South Korea’s military has bolstered its surveillance in case there are additional weapons launches, and South Korean and U.S. authorities are analyzing the details. If it’s confirmed that the North fired banned ballistic missiles, it will be the first such launch since the North’s November 2017 test of an intercontinental ballistic missile (ICBM). That year saw a string of increasingly powerful weapon tests from the North, and a belligerent response from U.S. President Donald Trump that had many in the region fearing war.
The South initially reported a single missile was fired, but later issued a statement that said “several projectiles” had been launched and that they flew up to 200 kilometres before splashing into the sea toward the northeast. According to outside analysts, the North probably has viable shorter range nuclear armed missiles but still needs more tests to perfect its longer-range weapons.
White House Press Secretary Sarah Sanders said in a statement that the United States was aware of North Korea’s actions and would continue to monitor the situation.
North Korea wants widespread sanctions relief in return for disarmament moves that the United States has rejected as insufficient.
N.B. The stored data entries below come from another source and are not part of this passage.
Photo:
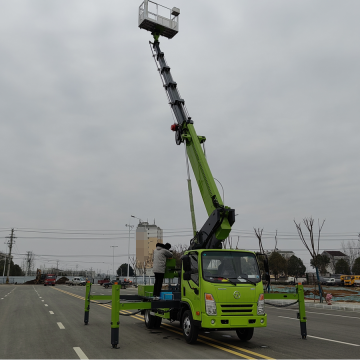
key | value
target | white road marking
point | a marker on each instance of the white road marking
(314, 312)
(80, 353)
(340, 342)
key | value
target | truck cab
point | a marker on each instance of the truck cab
(220, 289)
(225, 289)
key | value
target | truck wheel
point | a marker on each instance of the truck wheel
(190, 331)
(151, 321)
(245, 334)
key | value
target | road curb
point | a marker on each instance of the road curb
(335, 306)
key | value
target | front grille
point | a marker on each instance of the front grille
(238, 310)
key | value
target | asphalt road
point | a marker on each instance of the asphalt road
(47, 322)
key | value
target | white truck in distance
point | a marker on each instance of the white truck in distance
(76, 281)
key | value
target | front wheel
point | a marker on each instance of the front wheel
(245, 334)
(151, 321)
(190, 331)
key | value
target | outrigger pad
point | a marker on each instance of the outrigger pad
(303, 330)
(114, 337)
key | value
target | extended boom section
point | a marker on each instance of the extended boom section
(221, 218)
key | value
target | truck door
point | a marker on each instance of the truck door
(192, 286)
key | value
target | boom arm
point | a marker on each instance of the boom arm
(217, 228)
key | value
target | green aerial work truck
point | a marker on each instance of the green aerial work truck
(217, 288)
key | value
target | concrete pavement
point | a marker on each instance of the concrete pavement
(30, 329)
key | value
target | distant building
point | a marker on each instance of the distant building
(4, 256)
(146, 238)
(285, 253)
(334, 257)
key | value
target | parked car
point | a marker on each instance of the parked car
(103, 281)
(331, 282)
(323, 280)
(76, 281)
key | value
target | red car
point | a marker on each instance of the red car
(50, 280)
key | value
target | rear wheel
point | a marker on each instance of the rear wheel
(190, 331)
(152, 321)
(245, 334)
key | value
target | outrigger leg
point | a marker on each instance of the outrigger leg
(302, 313)
(87, 302)
(115, 309)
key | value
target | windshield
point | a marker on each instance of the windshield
(239, 267)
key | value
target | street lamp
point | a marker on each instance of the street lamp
(113, 258)
(130, 227)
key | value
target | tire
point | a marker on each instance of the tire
(151, 321)
(245, 334)
(190, 331)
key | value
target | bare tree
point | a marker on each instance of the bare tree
(258, 234)
(351, 250)
(28, 263)
(265, 267)
(314, 253)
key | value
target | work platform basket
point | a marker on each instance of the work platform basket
(156, 18)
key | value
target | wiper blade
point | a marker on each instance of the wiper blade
(229, 280)
(251, 282)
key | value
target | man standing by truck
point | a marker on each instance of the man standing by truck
(161, 253)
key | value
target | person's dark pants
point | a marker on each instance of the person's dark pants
(159, 278)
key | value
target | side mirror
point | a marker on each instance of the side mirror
(187, 275)
(186, 263)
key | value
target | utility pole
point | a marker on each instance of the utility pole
(130, 227)
(113, 258)
(4, 265)
(27, 263)
(10, 242)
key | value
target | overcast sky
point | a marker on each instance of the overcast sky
(85, 137)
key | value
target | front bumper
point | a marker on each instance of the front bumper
(225, 322)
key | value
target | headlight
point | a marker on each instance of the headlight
(261, 305)
(210, 304)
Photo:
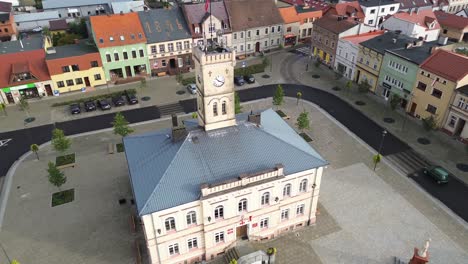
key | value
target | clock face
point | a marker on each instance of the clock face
(219, 81)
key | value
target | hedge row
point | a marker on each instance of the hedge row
(94, 98)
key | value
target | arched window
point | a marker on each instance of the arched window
(170, 223)
(303, 185)
(265, 198)
(191, 218)
(223, 108)
(215, 109)
(287, 190)
(219, 212)
(242, 205)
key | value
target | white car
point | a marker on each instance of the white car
(192, 88)
(37, 29)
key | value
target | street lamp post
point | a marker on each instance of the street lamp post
(384, 133)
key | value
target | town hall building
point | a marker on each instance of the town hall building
(203, 184)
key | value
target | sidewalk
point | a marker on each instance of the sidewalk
(443, 150)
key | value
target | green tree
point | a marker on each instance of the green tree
(121, 126)
(35, 148)
(395, 100)
(364, 86)
(303, 121)
(298, 96)
(56, 177)
(278, 97)
(59, 141)
(237, 106)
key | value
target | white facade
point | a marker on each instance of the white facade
(287, 207)
(258, 39)
(346, 56)
(375, 15)
(414, 30)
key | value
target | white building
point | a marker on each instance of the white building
(419, 24)
(375, 11)
(202, 185)
(347, 53)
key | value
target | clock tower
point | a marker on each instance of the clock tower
(214, 74)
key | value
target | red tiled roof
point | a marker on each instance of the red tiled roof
(26, 61)
(420, 18)
(451, 20)
(356, 39)
(117, 26)
(447, 64)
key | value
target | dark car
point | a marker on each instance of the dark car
(118, 101)
(238, 80)
(249, 78)
(439, 174)
(75, 109)
(131, 98)
(104, 104)
(90, 106)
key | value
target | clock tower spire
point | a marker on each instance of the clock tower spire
(214, 74)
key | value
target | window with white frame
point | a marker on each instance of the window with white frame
(242, 206)
(303, 185)
(191, 218)
(265, 198)
(192, 243)
(219, 212)
(219, 237)
(170, 223)
(300, 209)
(285, 214)
(287, 190)
(174, 249)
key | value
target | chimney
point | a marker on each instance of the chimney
(254, 118)
(178, 132)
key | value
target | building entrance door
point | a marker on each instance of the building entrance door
(241, 232)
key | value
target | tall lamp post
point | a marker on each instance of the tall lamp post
(384, 133)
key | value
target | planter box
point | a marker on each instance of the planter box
(65, 161)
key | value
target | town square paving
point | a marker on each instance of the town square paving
(365, 217)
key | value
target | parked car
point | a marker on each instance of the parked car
(192, 88)
(75, 109)
(118, 101)
(104, 104)
(90, 106)
(439, 174)
(249, 78)
(238, 80)
(131, 97)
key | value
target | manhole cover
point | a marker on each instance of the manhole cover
(29, 119)
(424, 141)
(462, 166)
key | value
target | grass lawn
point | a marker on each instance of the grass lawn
(305, 137)
(63, 197)
(65, 159)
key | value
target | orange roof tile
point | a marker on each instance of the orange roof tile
(123, 29)
(289, 14)
(447, 64)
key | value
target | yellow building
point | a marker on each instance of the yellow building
(436, 83)
(74, 67)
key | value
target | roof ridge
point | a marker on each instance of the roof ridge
(165, 173)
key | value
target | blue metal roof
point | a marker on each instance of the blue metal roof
(165, 174)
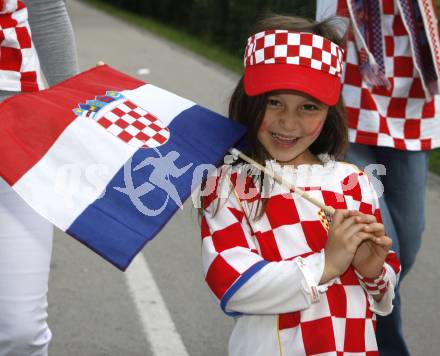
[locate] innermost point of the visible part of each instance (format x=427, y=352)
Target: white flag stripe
x=155, y=317
x=61, y=192
x=161, y=103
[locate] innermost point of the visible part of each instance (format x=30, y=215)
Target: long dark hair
x=249, y=110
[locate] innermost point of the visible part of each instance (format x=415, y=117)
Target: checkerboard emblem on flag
x=125, y=120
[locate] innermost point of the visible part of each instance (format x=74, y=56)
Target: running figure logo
x=164, y=167
x=125, y=120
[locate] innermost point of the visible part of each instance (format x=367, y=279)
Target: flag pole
x=327, y=209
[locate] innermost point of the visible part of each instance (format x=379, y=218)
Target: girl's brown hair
x=249, y=110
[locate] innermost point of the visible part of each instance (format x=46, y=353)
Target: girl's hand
x=371, y=254
x=345, y=235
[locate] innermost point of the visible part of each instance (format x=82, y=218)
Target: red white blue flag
x=108, y=158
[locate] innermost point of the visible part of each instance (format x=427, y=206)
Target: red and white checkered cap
x=288, y=60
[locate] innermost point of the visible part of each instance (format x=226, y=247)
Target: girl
x=295, y=284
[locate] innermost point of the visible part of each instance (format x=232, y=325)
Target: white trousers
x=25, y=251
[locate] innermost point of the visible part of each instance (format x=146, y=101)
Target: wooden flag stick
x=327, y=209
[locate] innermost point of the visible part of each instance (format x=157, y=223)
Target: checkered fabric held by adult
x=19, y=64
x=295, y=283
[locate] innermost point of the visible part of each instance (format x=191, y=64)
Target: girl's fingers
x=375, y=228
x=356, y=229
x=383, y=241
x=366, y=218
x=339, y=216
x=360, y=237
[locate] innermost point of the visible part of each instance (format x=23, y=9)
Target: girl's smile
x=291, y=123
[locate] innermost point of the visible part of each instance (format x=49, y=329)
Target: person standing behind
x=25, y=237
x=389, y=85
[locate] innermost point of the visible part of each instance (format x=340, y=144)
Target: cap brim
x=263, y=78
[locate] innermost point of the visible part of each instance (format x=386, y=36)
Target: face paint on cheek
x=263, y=126
x=315, y=131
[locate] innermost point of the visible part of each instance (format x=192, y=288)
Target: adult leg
x=389, y=329
x=54, y=39
x=364, y=157
x=405, y=186
x=25, y=250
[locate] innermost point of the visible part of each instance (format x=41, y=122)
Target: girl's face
x=291, y=123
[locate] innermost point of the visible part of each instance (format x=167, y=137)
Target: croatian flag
x=109, y=159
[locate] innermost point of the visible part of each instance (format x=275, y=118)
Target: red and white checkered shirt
x=402, y=116
x=262, y=270
x=19, y=65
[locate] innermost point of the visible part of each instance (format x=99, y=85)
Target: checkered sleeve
x=391, y=271
x=19, y=63
x=238, y=276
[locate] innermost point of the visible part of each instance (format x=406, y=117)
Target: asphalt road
x=93, y=311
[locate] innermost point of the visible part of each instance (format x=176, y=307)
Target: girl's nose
x=289, y=121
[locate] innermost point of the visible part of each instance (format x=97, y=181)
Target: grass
x=434, y=161
x=209, y=51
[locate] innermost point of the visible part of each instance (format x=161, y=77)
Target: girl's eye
x=310, y=107
x=273, y=102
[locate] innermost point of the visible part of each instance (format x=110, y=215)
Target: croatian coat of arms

In a sign of Pyongyang’s growing frustration, it has recently demanded that U.S. Secretary of State Mike Pompeo be removed from nuclear negotiations and criticized national security adviser John Bolton. North Korea said last month that it had tested a new type of unspecified “tactical guided weapon.”
During the diplomacy that followed the North’s weapons tests of 2017, North Korean leader Kim Jong-un said his country would not test nuclear devices or ICBMs. These short-range projectiles don’t appear to violate that self-imposed moratorium, and may instead be a way to register Kim’s displeasure with Washington without having the diplomacy collapse.
The South’s presidential Blue House had no immediate comment on the launches. The country’s liberal president, Moon Jae-in, has doggedly pursued engagement with the North and is seen as a driving force behind the two summits between Trump and Kim.
Japan’s Defense Ministry said the projectiles weren’t a security threat and didn’t reach anywhere near the country’s coast. Japan will likely avoid any harsh response as Prime Minister Shinzo Abe seeks to secure his own summit with Kim.